Make sure that you have enough permissions to use virt-manager and simply execute virt-manager from the command line:
[root@kvmhost ~]# virt-manager
If all goes well, you should be presented with the virt-manager GUI:
From the initial start-up screen, you can immediately see a list of configured guests on this host and take actions on them like: Run, Pause, Shutdown, Reboot, Force off,…
When selecting a guest, you can also click on Open to display the console as we did earlier using VNC:
Other possibilities using the virt-manager interface:
Connect to another host-system to manage the VM’s running there, using File -> Add connection (like using the –connect on the CLI)
Migrate a VM to another KVM-host: right click on the VM and choose Migrate…

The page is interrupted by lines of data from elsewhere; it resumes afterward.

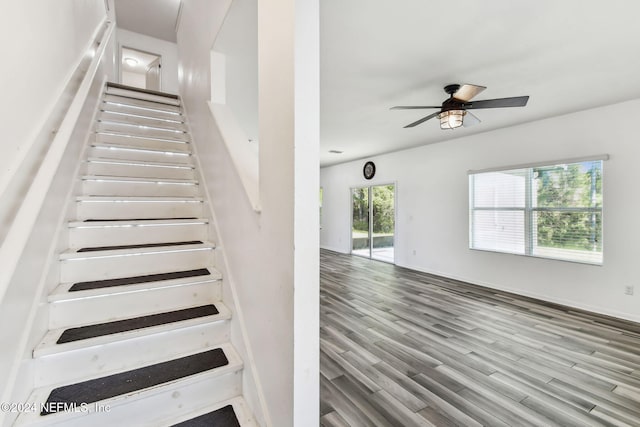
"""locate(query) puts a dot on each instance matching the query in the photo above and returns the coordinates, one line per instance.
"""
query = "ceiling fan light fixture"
(451, 119)
(132, 62)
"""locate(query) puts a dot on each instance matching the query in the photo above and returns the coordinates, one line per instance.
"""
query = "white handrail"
(26, 216)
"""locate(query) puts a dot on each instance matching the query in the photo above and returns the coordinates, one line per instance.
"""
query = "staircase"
(138, 333)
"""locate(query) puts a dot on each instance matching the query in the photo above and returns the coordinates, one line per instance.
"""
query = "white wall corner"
(243, 155)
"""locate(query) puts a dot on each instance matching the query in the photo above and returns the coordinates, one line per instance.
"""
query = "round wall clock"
(369, 170)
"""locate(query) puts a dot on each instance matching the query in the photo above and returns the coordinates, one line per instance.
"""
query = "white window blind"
(550, 211)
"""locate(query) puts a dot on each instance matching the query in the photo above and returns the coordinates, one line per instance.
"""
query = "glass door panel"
(360, 242)
(383, 222)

Clone a VM to the same or another KVM-host: right click on the VM and choose Clone…
As you can see, the virt-manager interface is not very complicated and most of the basic tasks don’t need any explanation.
After completing all of the above steps, basic installation and using KVM shouldn’t have any secrets anymore for you. The next thing to do is experiment and test a little more with KVM and hopefully start to use it in your production environment.